Cytochrome P450 1A2 overcomes nuclear factor kappa B-mediated sorafenib resistance in hepatocellular carcinoma.

机构信息

Department of Surgery, Faculty of Medicine, Prince of Wales Hospital, The Chinese University of Hong Kong, Hong Kong, China.

Department of Hepatobiliary and Pancreas Surgery, the Second Clinical Medical College of Jinan University (Shenzhen People's Hospital), Shenzhen, 524000, Guangdong, China.

出版信息

Oncogene. 2021 Jan;40(3):492-507. doi: 10.1038/s41388-020-01545-z. Epub 2020 Nov 12.
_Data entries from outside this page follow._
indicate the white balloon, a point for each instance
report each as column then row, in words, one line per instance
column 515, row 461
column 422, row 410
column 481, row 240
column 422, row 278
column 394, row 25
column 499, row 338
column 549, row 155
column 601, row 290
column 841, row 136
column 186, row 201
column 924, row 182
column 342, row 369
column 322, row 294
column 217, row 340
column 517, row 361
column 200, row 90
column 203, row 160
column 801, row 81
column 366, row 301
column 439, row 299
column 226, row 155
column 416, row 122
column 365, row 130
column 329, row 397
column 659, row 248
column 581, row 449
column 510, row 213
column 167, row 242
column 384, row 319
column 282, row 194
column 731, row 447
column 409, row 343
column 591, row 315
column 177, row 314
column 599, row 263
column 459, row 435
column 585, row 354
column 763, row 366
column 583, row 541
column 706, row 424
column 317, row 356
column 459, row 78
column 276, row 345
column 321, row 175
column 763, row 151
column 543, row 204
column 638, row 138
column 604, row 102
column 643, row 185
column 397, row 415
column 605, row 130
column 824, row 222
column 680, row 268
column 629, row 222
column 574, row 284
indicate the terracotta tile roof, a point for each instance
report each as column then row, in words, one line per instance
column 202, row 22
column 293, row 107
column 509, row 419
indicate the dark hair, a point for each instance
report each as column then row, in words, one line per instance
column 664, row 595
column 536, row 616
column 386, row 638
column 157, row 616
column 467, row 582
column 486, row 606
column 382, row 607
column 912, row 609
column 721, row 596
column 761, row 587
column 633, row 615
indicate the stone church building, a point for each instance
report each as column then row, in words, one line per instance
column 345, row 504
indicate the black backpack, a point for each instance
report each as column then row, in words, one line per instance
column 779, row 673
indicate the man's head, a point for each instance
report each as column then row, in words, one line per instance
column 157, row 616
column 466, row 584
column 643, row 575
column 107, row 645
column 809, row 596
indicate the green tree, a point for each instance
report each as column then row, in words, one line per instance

DOI:10.1038/s41388-020-01545-z
PMID:33184472
Abstract

Sorafenib resistance has become the main obstacle in the effective treatment of advanced hepatocellular carcinoma (HCC) patients. Activation of nuclear factor kappa B (NF-κB) is a newly identified mechanism that contributes to desensitized sorafenib. Cytochrome P450 1A2 (CYP1A2) functions as a tumor suppressor in HCC and its expression is negatively associated with NF-κB in the liver. This study aimed to study whether CYP1A2 could overcome sorafenib resistance. To investigate whether CYP1A2 and NF-κB p65 played roles in sorafenib desensitization, we established sorafenib-resistant (SR) HCC cells. SR cells decreased the expression of CYP1A2 along with the upregulation of NF-κB p65. CYP1A2 overexpression attenuated SR cell proliferation, increased sorafenib sensitivity, and inhibited the NF-κB pathway, whereas CYP1A2 silence showed opposite effects. Sorafenib, in combination with omeprazole, a CYP1A2 inducer, significantly hindered the growth and invasion of SR cells in vitro as well as decreased the tumor growth in vivo. The combination treatment markedly increased CYP1A2 expression and inhibited the sorafenib-induced NF-κB signaling. In addition, the overexpression of NF-κB p65 stimulated the SR cell growth and desensitized sorafenib in SR cells, where CYP1A2 overexpression reversed the phenomenon. Lastly, the majority of HCC tissue samples displayed decreased CYP1A2 but increased NF-κB p65 protein expression. Collectively, CYP1A2 can sensitize SR cells to sorafenib via inhibiting NF-κB p65 axis. Omeprazole in combination with sorafenib exerts a synergistic effect in alleviating acquired sorafenib resistance.

摘要

索拉非尼耐药已成为晚期肝细胞癌 (HCC) 患者有效治疗的主要障碍。核因子-κB (NF-κB) 的激活是一种新发现的机制,有助于索拉非尼脱敏。细胞色素 P450 1A2 (CYP1A2) 在 HCC 中作为一种肿瘤抑制因子发挥作用,其表达与肝脏中的 NF-κB 呈负相关。本研究旨在研究 CYP1A2 是否可以克服索拉非尼耐药。为了研究 CYP1A2 和 NF-κB p65 是否在索拉非尼脱敏中发挥作用,我们建立了索拉非尼耐药 (SR) HCC 细胞。SR 细胞降低 CYP1A2 的表达,同时上调 NF-κB p65。CYP1A2 的过表达减弱了 SR 细胞的增殖,增加了索拉非尼的敏感性,并抑制了 NF-κB 通路,而 CYP1A2 的沉默则表现出相反的效果。索拉非尼与 CYP1A2 诱导剂奥美拉唑联合使用,显著抑制了 SR 细胞在体外的生长和侵袭,并降低了体内肿瘤的生长。联合治疗显著增加了 CYP1A2 的表达并抑制了索拉非尼诱导的 NF-κB 信号通路。此外,NF-κB p65 的过表达刺激了 SR 细胞的生长并使 SR 细胞对索拉非尼脱敏,而过表达 CYP1A2 则逆转了这一现象。最后,大多数 HCC 组织样本显示 CYP1A2 表达降低而 NF-κB p65 蛋白表达增加。综上所述,CYP1A2 可以通过抑制 NF-κB p65 轴使 SR 细胞对索拉非尼敏感。奥美拉唑与索拉非尼联合使用在缓解获得性索拉非尼耐药方面具有协同作用。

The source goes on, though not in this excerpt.